British soldier and recipient of the Victoria Cross

James Kenny VC (c. 1824 - 3 October 1862) was an Irish recipient of the Victoria Cross, the highest and most prestigious award for gallantry in the face of the enemy that can be awarded to British and Commonwealth forces.

==Details==
He was approximately 33 years old, and a private in the 53rd Regiment of Foot (later, the King's Shropshire Light Infantry), British Army during the Indian Mutiny when the following deed on 16 November 1857 at the assault on the Secundra Bagh during the Relief of Lucknow led to the award of the Victoria Cross:

53rd Regiment.

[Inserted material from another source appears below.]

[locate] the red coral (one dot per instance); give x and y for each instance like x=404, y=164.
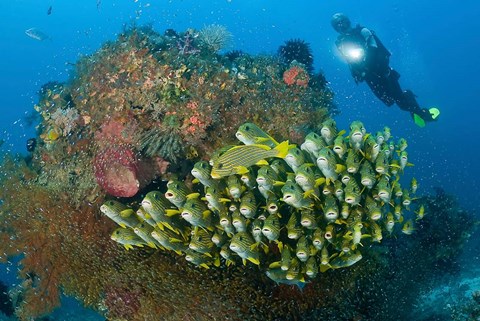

Private J. Kenny

Date of Act of Bravery: 16th November 1857

For conspicuous bravery at the taking of the Secundra Bagh, at Lucknow, on the 16th of November, 1857, and for volunteering to bring up ammunition to his Company, under a very severe cross fire. Elected by the private soldiers of the Regiment.

He was killed in action, Mooltan, British India, on 2 October 1862.